Caption: capacity refers to a system (not chip), BW refers to max sequential bandwidth (or channel BW), read and write latency assume random access (no locality).

Other interesting facts to keep in mind:

Flash can be read/written at ~2KB pages, erased at ~256KB pages
Durability: 10^6 cycles for Flash,10^8 for PCM
Disks take seconds to get out of standby while Flash and PCM take usec.
Flash can be a USB, SATA, PCIe, ONFI, or DIMM device. No clear winner yet.
FTL (Flash Translation Layer) must be customized to match access patterns. This can be a 2-5x difference in access latency.

---------------------------------------------------------

System-level Comparison (from the FAWN HotOS'09 paper)

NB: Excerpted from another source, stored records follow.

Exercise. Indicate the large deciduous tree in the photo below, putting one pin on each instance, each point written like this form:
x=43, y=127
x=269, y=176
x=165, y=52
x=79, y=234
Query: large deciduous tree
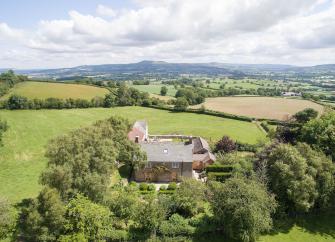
x=83, y=160
x=320, y=133
x=300, y=177
x=242, y=207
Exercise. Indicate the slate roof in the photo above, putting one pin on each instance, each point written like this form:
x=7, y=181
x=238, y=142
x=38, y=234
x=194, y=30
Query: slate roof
x=168, y=151
x=141, y=125
x=199, y=144
x=135, y=132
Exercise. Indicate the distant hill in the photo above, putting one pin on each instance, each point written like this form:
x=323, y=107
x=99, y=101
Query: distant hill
x=162, y=68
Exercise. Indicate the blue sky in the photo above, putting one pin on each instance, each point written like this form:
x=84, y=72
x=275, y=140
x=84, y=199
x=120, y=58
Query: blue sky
x=65, y=33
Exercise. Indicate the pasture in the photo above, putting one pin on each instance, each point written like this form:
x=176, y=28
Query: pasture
x=156, y=89
x=44, y=90
x=22, y=156
x=260, y=107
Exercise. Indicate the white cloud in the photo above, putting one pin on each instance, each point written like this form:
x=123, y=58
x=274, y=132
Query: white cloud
x=252, y=31
x=106, y=11
x=9, y=33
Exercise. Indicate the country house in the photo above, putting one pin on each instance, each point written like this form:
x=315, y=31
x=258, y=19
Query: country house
x=169, y=160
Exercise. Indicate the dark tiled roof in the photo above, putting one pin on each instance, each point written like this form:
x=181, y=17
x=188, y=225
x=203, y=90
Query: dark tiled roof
x=141, y=125
x=135, y=132
x=168, y=151
x=199, y=144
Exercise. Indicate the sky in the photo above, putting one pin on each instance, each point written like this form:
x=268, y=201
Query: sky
x=67, y=33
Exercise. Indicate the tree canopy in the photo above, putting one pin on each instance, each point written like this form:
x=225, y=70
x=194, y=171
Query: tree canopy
x=83, y=160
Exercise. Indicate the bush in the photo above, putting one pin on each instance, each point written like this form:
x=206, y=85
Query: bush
x=143, y=186
x=151, y=187
x=246, y=147
x=172, y=186
x=176, y=225
x=219, y=176
x=219, y=168
x=162, y=188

What does this mean at the system level? The FAWN HotOS paper tries to quantify both performance and total cost of ownership (TCO) for servers using DRAM, disks, and Flash when servicing Seek (memcached) and Scan (hadoop) queries. The also consider two processor scenarios: traditional CPUs (Xeon) and wimpy CPUs (Geode). The following graphs refer to Seek queries:

Some caveats about the FAWN graphs:

No consideration to query latency!
I think that the choice of components is often suboptimal or they underestimate the capabilities of some components (Flash & traditional CPUs)
Cost of SSDs will likely drop a lot in the near future.
No consideration for the network.
It's not clear that their design points are balanced in any way.

---------------------------------------------------------

Flash for RAMCloud

Two options

Use Flash as a disk replacement for durability, servicing requests from DRAM (Flash-backup)
Use Flash to replace DRAM as the main storage technology (Flash-cloud)

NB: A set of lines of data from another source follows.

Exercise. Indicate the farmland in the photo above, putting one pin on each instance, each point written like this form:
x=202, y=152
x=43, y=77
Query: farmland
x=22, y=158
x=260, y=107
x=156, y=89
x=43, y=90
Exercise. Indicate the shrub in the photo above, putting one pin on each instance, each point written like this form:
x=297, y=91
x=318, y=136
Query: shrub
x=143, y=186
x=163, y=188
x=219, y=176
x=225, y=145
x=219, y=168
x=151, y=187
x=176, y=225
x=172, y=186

Flash-backup (1) can help reduce some of the problem of the log-based persistence protocol discussed earlier in the quarter due to the better bandwidth characteristics Flash, in particular for the recovery case. Nevertheless, due to the increased cost of Flash compared to disks, if we can make the protocol work with disks using Flash is a bad idea.

Flash-cloud (2) is interesting for two reasons. First, it will reduce significantly the cost/bit for overall system. Second, it will reduce significantly the power consumption for the system, especially for the idle case. A large part of our memory devices (DRAM or Flash) will be storing bits that are not accessed frequently. Minimizing the static power of these devices would be very useful for cost and scaling reasons.

The disadvantages for Flash-cloud are the following: 1) Unacceptale RPC latency in the tens of usec (more on this later). 2) While Flash chips are commodity, Flash systems are still not. The cost of systems may be high for a while due to volume. 3) While the movement towards Flash in the enterprise is strong and will address some of the endurance and bandwidth issues for Flash, it may not be exactly what we want as they will focus competing with disk as opposed to DRAM.

Architecting Flash-cloud

Within the node, we'd need a highly parallel storage system with multiple Flash channels for bandwidth and latency purposes. PCIe is 1GB/s per lane, ONMI is 200MB/s per channel. We would have to make the FTL match our data model and access patterns.

Why not use flash instead of RAM as the main storage mechanism
- What is flash latency?
  - SSDs:
    - Current claims for x25-E: 75 µs read, 85 µs write
  - Typical ONFI:
    - Micron MT29H8G08ACAH1, 8, 16, 32 Gb
      - Read 30 µs, Write 160 µs, Erase 3 ms
- Can it be made a low enough so it doesn't impact RPC latency?
- What is the latency of typical flash packaging today? 100 µs?
Does flash offer advantages over disk as the backup mechanism?